During their work, the researchers broke down the barnacle's glue and its ability to attach so permanently from three different perspectives: the mechanics of the barnacle base, its biology and how it contributes to the barnacle cementing and gluing to the ship, and lastly, how the glue itself is chemically comprised.
"If we understand that, our hope is we can do a better job of engineering our surfaces to prevent them from adhering so well," Wahl concluded.
"During the past three or four years there have been reviews that have depicted the glue as a block of cement underneath," Spillmann said.
What they found over the past five years, however, is the cementing and gluing process is extremely complex. "It's not like it just spits out a block of glue," Spillmann said. "It's a step-wise and segmented process, with many layers of materials."
"They're doing something special, however, when they're growing," Wahl cautioned. "Every time they shed their skin, they shed most of it, but they leave the rest underneath. They're building an interface."
That's a combination of hard shell, cuticle and an adhesive. It's all occurring under their base plate, the researchers explained, and it's protected from the ocean environment while they're growing.
"They're constantly growing and getting bigger," said So. "The adhesive is getting stronger and the base plate is getting larger. The barnacle is using biology to synthesize molecules and proteins and construct a meshwork of glue."
"It's building a huge network of delivery tubes and tissue that allow it to lay its glue down."
All of this chemistry, biology and material science is occurring underneath the water's surface and on the surface of Navy ships – and other sea-going vessels.
What is the timeframe for what's happening below the water's surface? "Days to a week," said all three researchers. "They [barnacles] are growing bigger and stronger and becoming more adherent every week."
Now, understand the timeframe, where is all of this taking place again? "It's all happening within eight to 10 microns from the ship's surface," said So.
For those wondering, that's less than half the width of a human hair (60 microns)!!
Now, after five years, where does the research stand on these expensively pesky crustaceans?
"We've gotten pretty far," said Wahl, of the past several years of research. "We know what the barnacle is doing."
They also know what kinds of chemistries, enzymes and processes are coming from the barnacles and continue to move forward.

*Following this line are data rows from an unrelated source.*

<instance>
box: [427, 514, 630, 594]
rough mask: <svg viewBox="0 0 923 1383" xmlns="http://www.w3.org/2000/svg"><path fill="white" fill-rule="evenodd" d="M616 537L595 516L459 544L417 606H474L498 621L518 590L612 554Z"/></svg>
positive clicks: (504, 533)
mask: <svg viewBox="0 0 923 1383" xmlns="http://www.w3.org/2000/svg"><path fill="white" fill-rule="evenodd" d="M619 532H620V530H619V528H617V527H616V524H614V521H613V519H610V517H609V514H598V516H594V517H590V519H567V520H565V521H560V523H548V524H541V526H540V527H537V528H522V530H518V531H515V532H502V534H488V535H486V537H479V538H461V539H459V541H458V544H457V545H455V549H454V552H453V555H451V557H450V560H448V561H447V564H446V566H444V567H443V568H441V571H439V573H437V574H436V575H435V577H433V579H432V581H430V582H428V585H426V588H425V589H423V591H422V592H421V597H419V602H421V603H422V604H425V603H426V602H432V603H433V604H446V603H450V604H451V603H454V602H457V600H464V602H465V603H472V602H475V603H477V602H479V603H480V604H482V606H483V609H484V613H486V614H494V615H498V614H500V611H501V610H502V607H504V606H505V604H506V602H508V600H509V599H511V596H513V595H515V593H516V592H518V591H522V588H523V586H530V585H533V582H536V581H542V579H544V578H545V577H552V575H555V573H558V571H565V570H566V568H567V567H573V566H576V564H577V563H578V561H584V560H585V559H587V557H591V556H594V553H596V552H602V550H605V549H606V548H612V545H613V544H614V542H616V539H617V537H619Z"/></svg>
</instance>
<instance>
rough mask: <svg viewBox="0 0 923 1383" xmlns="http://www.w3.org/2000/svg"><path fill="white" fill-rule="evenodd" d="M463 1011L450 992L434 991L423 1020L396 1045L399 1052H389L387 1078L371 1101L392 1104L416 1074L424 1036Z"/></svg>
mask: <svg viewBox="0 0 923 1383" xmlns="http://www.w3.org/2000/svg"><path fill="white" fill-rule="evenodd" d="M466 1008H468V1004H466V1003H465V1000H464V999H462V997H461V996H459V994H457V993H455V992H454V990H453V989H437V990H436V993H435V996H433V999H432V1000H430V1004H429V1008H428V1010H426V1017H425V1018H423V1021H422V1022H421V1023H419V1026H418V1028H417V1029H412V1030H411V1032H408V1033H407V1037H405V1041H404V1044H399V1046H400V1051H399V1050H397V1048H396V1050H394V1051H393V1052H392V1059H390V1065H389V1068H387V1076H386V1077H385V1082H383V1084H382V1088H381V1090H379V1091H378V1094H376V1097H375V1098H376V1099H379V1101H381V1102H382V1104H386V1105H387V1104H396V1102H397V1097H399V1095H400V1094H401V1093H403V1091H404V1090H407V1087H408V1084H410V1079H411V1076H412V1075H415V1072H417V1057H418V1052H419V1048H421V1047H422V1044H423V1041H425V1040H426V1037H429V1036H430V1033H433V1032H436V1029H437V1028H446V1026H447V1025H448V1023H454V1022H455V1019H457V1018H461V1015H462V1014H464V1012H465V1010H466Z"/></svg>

"We're now starting to ask the question of how do barnacles manipulate the surface [of the ship] and how does the surface impact the barnacle. We're trying to manipulate the barnacle's interaction with the surface more effectively, rather than simply kill it," Wahl said.
"We know more about the glue also," So said.
Studies on barnacles is nothing new. Smart people, including Charles Darwin himself, have dived in to this dilemma for more than century, and numerous papers have been written on barnacle glue, according to Wahl.
But in the last few years, there's been a technological breakthrough. "That breakthrough is in terms of how we study the glue," said So.
Here's some perspective. During the last 25 years of research on barnacles, five to six components of the glue were discovered during the first 20 years. Wahl and her team have recently discovered an additional 45 components over their several years of research.
"We now know that many of these new components are chemically similar to adhesives used by spiders and silk worms," said Wahl. "We shouldn't be surprised that barnacles aren't making and curing glue in the same way as mussels; they're unrelated organisms."
"That's the biggest point," said Spillmann. But there is still plenty of research and work to be done, they all agreed.
"Do we know how to combat all of these newly discovered components – no," Spillmann admitted. "But we're making significant progress towards that."
"We know more what the barnacle is doing, and how, to a much higher degree," said Wahl. "NRL is leading the effort."